FORT MYERS, Fla.- Solving crime in Lee County has proven to be a challenge for law enforcement.

Many crimes remain unsolved, despite police and sheriff’s deputies attempts to gather information from witnesses. Some residents are too afraid to come forward, in fear of retaliation. Trish Routte with Southwest Florida Crime Stoppers is looking to fade that fear.

“Right now in our community, there’s so much apathy. People know information about these crimes, people see these crimes, they’re there when it happens, yet when it comes time to getting information from them… ‘What did you see, what do you know?’ [They say] I didn’t see anything, they all of sudden clam up,” said Routte.

A Tampa legislator’s new proposal could directly combat this issue statewide.

Rep. Ed Narian (D) of Tampa says the “Stop Snitching” culture is plaguing many cities in Florida,

“That culture is keeping a lot of good people from coming out and talking to the police about things they may have seen, so the goal of this bill is to really try and stop that from happening.”

Narain proposed the measure that would protect the identities of witnesses who come forward with information and work with police.

“We have got to get creative,” said Routte. “We have got to find any means possible to make sure that the violent offenders in our community aren’t ruling our community. The good people of Southwest Florida need to rule their community. They need to feel safe in their community, they need to be able to go out and do what they want wherever they want, be it downtown, be it at a park, a mall, wherever and feel safe in that environment.”

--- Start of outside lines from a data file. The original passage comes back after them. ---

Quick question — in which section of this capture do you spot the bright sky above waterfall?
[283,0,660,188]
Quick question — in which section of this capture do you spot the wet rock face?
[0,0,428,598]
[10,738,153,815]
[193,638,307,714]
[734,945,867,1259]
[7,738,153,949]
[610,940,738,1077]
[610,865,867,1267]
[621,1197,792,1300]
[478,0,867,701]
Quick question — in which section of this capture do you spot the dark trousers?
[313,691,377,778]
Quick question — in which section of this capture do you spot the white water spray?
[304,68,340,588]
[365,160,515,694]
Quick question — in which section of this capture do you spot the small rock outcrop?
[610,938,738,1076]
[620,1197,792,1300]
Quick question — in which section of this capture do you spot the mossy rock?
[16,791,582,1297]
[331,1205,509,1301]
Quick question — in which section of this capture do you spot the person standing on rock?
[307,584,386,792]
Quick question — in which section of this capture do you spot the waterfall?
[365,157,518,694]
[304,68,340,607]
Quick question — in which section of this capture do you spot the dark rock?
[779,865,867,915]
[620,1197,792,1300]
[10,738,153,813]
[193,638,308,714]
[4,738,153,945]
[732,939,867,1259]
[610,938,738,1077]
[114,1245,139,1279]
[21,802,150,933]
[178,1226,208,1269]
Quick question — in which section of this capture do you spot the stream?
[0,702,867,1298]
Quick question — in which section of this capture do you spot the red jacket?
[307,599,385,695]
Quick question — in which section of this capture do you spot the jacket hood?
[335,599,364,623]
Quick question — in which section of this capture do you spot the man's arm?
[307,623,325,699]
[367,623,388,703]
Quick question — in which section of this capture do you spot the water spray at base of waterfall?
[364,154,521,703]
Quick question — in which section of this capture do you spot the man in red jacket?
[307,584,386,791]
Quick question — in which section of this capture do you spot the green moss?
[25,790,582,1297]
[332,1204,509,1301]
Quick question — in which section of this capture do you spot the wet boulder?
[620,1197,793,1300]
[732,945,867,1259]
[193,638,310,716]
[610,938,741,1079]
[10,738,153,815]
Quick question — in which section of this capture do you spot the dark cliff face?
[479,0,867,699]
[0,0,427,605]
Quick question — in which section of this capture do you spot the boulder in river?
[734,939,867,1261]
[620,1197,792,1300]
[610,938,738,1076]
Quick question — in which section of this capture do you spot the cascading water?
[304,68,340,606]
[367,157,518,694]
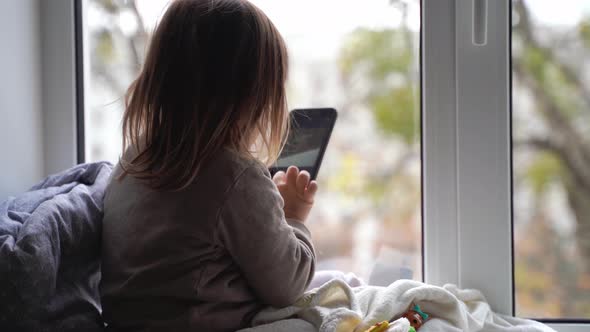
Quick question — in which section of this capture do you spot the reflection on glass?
[85,0,422,284]
[512,0,590,319]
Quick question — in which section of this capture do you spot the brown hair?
[120,0,288,190]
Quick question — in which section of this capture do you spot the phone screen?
[271,109,336,179]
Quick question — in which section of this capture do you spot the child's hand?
[273,166,318,222]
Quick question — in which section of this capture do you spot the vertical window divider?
[422,0,513,314]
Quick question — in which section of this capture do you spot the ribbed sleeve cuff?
[287,219,311,242]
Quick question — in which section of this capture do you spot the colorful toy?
[366,321,389,332]
[365,304,428,332]
[402,305,428,330]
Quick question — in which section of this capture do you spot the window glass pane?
[512,0,590,319]
[85,0,422,284]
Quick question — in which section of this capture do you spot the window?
[512,0,590,319]
[84,0,422,285]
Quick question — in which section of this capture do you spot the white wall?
[0,0,44,201]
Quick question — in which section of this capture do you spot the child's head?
[121,0,288,189]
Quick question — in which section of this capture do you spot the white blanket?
[241,280,554,332]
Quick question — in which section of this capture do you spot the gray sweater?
[101,151,315,332]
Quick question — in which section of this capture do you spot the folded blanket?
[0,163,112,332]
[241,280,554,332]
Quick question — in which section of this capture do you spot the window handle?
[472,0,488,46]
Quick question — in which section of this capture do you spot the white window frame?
[39,0,83,175]
[422,0,590,332]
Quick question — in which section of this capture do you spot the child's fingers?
[296,171,309,196]
[272,171,287,186]
[303,181,318,202]
[286,166,299,187]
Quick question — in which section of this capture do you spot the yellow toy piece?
[366,321,389,332]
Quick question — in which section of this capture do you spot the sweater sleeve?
[218,166,315,307]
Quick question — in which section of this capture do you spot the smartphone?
[269,108,337,180]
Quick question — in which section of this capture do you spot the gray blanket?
[0,163,112,332]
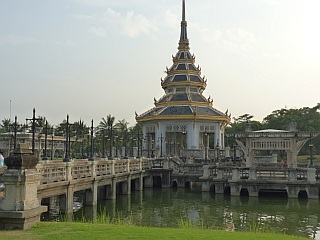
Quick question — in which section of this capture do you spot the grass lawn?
[0,222,305,240]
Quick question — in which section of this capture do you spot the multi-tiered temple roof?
[136,0,230,122]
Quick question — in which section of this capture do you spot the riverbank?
[0,222,306,240]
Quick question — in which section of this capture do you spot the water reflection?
[42,189,320,239]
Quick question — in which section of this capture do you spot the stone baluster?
[0,144,48,230]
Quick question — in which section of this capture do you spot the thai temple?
[136,0,230,160]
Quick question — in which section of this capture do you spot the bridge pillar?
[122,176,131,195]
[249,167,257,180]
[85,180,98,206]
[215,183,224,194]
[60,185,74,214]
[230,183,241,196]
[134,174,143,191]
[0,144,48,230]
[247,185,259,197]
[306,185,319,199]
[307,168,317,183]
[144,175,153,188]
[231,168,240,181]
[105,184,113,200]
[161,172,171,188]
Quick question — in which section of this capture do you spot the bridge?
[0,144,320,229]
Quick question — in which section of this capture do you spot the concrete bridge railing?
[36,159,151,185]
[202,165,320,183]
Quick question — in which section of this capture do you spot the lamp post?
[102,129,106,158]
[89,119,94,161]
[123,129,128,159]
[309,133,314,168]
[109,126,113,160]
[159,133,164,158]
[26,108,41,155]
[42,120,48,160]
[50,127,54,160]
[137,128,142,158]
[204,132,208,161]
[114,135,118,158]
[63,115,70,162]
[147,133,150,158]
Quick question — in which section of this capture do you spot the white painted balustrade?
[37,159,151,185]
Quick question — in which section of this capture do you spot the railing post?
[249,167,257,180]
[0,144,48,230]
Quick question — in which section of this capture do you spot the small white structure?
[235,129,319,168]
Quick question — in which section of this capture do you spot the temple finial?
[178,0,189,50]
[182,0,186,21]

If passed, the bill would prohibit the disclosure of personal identifying information, making an exemption from the Florida public records law. The exemption would last until the end of a prosecution period, or the statute of limitations to a crime.

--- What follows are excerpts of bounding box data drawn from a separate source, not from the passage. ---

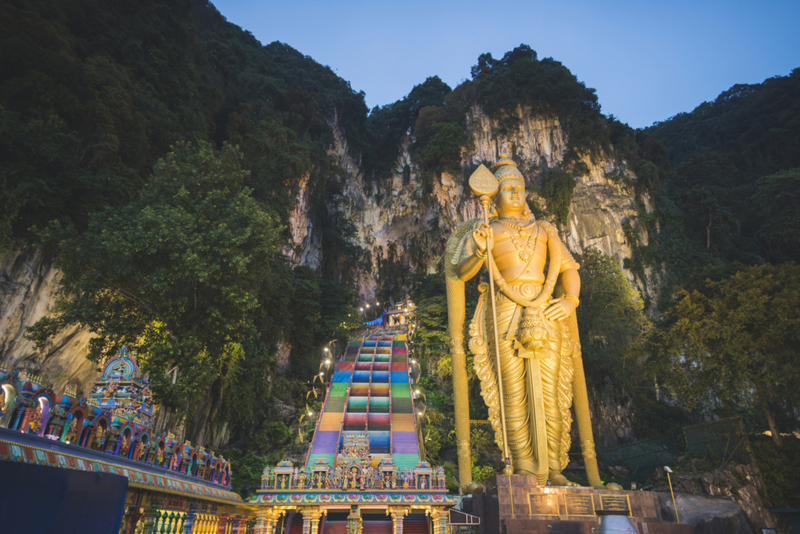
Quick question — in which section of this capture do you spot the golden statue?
[445,155,602,487]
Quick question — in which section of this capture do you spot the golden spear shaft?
[481,195,514,475]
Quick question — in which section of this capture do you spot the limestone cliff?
[289,106,652,299]
[0,251,99,397]
[0,107,650,448]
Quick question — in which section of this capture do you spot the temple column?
[431,510,450,534]
[217,514,228,534]
[255,509,283,534]
[181,508,196,534]
[142,508,161,534]
[302,508,322,534]
[389,508,408,534]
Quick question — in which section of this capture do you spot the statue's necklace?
[497,219,539,263]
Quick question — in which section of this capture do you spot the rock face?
[0,251,99,397]
[0,107,649,443]
[290,102,652,299]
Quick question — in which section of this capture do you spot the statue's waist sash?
[497,282,544,300]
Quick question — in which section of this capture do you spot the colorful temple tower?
[250,324,456,534]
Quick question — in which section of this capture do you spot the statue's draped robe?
[459,220,580,483]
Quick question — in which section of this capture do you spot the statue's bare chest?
[492,223,547,270]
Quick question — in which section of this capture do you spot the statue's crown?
[492,152,525,184]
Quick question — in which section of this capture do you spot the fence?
[597,417,755,488]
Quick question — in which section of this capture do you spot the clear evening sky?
[212,0,800,127]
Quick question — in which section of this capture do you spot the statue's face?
[495,178,528,215]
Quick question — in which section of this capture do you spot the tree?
[575,248,650,389]
[27,143,283,407]
[651,263,800,445]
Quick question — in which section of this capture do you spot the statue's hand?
[544,299,575,321]
[472,223,494,254]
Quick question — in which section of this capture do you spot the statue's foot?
[550,471,580,487]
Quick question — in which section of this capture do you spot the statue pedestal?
[464,475,692,534]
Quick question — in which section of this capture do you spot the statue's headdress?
[492,153,525,184]
[492,150,533,218]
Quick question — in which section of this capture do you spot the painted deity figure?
[64,419,78,443]
[28,405,44,434]
[92,424,106,450]
[446,156,599,486]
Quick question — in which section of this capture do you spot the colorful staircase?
[306,327,420,476]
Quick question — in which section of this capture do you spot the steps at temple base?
[403,514,428,534]
[361,521,392,534]
[322,521,347,534]
[286,514,303,534]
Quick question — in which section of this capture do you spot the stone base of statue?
[462,475,692,534]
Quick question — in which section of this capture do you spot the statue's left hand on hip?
[544,299,575,321]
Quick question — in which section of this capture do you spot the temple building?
[248,321,456,534]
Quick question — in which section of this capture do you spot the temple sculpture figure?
[445,155,602,487]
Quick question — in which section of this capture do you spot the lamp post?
[664,465,681,523]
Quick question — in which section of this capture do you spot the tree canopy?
[651,263,800,448]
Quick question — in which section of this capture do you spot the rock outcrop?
[290,102,652,299]
[0,251,99,397]
[0,107,650,448]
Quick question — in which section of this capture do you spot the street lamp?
[664,465,681,523]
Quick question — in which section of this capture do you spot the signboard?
[528,493,560,517]
[564,493,595,517]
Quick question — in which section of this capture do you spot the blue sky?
[212,0,800,127]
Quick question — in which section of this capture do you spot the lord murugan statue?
[445,155,602,487]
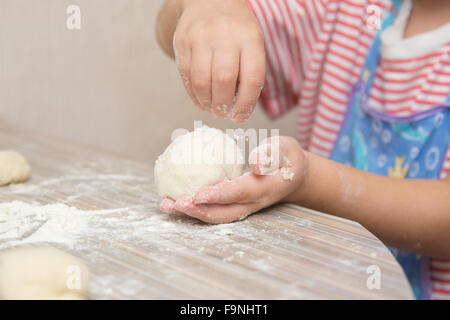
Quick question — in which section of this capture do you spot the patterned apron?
[330,0,450,299]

This is not the first time elected officials in Florida have considered granting anonymity to witnesses or tipsters.

Southwest Florida Crime Stoppers offers an anonymous tip line for anyone with information on crimes to call. Routte says operators do not ask for any personal information from callers.

Lee County Sheriff Mike Scott has also spoken out about the lack of tips in many crimes in the area, specifically, violence in the Dunbar area.

He kick-started another anonymous form of delivering tips, by providing community members with pre-stamped envelopes sent directly to his office.

Routte says community members living in fear is unacceptable.

“That mentality that you have to worry about every single move your kids make, are they going to be safe? Are they going to be caught in the middle of a drive-by? That is unacceptable on every level.”

She agrees any method to help tipsters feel safer and more comfortable coming forward could spark an increase in tips.

“We need that mentality to change. We need people to work with law enforcement. We need to work together because separately, we’re not going to solve crimes. Law enforcement needs the community and the community needs law enforcement. It’s a symbiotic relationship. If we work together, we’re going to be able to put these guys behind bars.”

The bill has not been scheduled for a hearing yet.